Superintendent Cynthia Zurchin said Wednesday that feedback has come in through various avenues, and school officials are inspired to have people providing their thoughts and suggestions.
At the heart of the conversation is whether the district should renovate the junior high school—which school officials estimate will cost $5 million or more—or sell the building and transition 7th and 8th grades to the high school.
“We will be compiling that information and we will be presenting that to you at a future date,” Zurchin said, adding that "there is no decision that is going to be made at this time."
"This is the beginning of a conversation so we’re just starting the process,” she said.
Board members and administrators have said a proposal to close the junior high is part of a broader focus to balance academic success and economic stability in the district.

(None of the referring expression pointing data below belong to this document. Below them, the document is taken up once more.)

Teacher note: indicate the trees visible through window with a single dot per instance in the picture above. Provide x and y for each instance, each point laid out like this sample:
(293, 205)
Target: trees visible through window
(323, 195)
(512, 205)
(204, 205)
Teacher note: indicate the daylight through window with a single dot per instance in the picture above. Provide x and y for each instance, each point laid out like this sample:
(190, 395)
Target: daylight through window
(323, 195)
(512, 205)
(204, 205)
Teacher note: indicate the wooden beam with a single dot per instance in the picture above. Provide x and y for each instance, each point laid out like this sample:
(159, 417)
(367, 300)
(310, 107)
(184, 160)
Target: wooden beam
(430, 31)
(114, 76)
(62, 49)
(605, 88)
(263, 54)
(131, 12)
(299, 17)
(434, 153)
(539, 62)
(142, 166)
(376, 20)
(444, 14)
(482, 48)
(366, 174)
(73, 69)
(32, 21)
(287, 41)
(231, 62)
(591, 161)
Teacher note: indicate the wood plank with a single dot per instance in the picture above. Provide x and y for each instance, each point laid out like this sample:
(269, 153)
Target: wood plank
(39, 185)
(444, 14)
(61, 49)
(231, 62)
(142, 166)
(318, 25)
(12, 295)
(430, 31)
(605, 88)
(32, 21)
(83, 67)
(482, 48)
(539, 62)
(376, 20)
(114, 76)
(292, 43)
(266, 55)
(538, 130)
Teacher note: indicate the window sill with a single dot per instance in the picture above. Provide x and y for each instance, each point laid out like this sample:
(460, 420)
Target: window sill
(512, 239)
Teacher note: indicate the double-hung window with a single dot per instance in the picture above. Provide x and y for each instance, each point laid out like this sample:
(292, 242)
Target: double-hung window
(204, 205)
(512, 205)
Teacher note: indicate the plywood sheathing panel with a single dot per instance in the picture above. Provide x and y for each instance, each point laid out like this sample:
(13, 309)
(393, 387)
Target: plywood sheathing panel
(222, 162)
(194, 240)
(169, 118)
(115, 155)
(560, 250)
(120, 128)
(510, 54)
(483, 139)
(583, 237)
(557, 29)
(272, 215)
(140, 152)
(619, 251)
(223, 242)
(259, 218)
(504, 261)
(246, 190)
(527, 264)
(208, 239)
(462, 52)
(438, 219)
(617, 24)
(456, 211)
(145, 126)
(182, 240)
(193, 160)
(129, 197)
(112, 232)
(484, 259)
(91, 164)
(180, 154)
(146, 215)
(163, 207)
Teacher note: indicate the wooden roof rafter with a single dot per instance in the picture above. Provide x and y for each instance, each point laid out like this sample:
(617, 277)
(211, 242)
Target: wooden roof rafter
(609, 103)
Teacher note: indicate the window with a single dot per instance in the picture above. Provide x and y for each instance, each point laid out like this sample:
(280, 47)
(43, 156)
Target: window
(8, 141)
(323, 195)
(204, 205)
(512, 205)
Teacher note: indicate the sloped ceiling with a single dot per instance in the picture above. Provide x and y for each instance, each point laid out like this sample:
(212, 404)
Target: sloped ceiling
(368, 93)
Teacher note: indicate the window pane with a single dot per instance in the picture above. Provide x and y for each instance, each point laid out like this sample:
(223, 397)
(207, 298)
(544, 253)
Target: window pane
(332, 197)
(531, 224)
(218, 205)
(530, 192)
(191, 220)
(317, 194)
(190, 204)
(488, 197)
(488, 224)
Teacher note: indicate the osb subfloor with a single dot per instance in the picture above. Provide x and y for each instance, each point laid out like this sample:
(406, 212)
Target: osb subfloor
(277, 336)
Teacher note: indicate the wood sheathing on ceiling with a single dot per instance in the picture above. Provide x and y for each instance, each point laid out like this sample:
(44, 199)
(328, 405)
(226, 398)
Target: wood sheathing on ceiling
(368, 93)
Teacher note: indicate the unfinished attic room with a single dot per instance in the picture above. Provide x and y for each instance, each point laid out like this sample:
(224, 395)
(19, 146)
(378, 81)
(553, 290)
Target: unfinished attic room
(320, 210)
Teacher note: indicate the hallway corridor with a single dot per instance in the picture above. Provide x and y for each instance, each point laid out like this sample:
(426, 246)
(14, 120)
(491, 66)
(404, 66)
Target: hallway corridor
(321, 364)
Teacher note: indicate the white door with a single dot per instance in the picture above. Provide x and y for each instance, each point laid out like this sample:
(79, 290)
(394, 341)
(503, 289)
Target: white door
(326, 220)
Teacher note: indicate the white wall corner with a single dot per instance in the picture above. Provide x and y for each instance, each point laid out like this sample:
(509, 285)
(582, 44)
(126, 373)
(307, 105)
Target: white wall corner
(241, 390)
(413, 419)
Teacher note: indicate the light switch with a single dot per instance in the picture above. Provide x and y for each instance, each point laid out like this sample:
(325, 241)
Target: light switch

School board president Mary Jo Kehoe said she wanted to clarify that the district isn’t looking to sell the ball fields at the junior high site, something she said has been rumored.
“We’re not selling the ball fields. I wouldn’t vote to sell the ball fields,” Kehoe said.
Board member Roger Kowal said he received 134 emails in favor of keeping the junior high open. He said he has many questions that still need to be answered regarding lay offs, class sizes, busing, athletics, repair costs and other issues.
"All these things need to be addressed and I don't think we can do it in a month," he said.
Several parents who addressed the board raised similar concerns, questioning what will happen with the junior high teachers, bus transportation and Anthony Wayne and Ridge Road schools.
David Kozak of Economy warned of a "mass exodus" in the district if the junior high is closed, and suggested making fixes at the building little by little.
“We already pay the highest taxes in the county. Let’s give us something back for our money instead of taking something away,” he said.
Jennifer Setzenfand of Economy told the board a petition being circulated is requesting at least 18 months of research be completed before a decision. She said more than 500 concerned residents have come together over social media.
“The sleeping bear has been poked and we are not going to hibernate ever again,” Setzenfand said.
In addressing questions over Anthony Wayne, Kehoe said two feasibility studies that were performed showed "astronomical" costs to bring the school up to code, about $8 million to $10 million. The building is not handicapped-accessible and would require the installation of an elevator, among other necessities, she said.
Solicitor Lisa Colautti said there is also a moratorium on state funding, or PlanCon, which used to be available to reimburse school districts undertaking major construction projects a portion of the costs.
Kehoe said neighboring Quaker Valley was able to use the former elementary school under an emergency plan from the state during their middle school renovation project in 2011-12.
Last year, she said a board committee looked at reconfiguration that would have grouped K-2, 3-4 and 5-6 students in separate school buildings, but parents quickly extinguished that idea.
“Unfortunately, whatever we end up doing is not going to make everybody happy,” Kehoe said.
A plan is expected to be presented at the June 18 board meeting.
In other business, the board approved an $87,190 contract with Duquesne-based Huckestein Mechanical Service Inc. to continue providing preventative maintenance services, including parts and labor, at the district’s five school buildings. The director of facilities resigned last month and had been doing some of the work.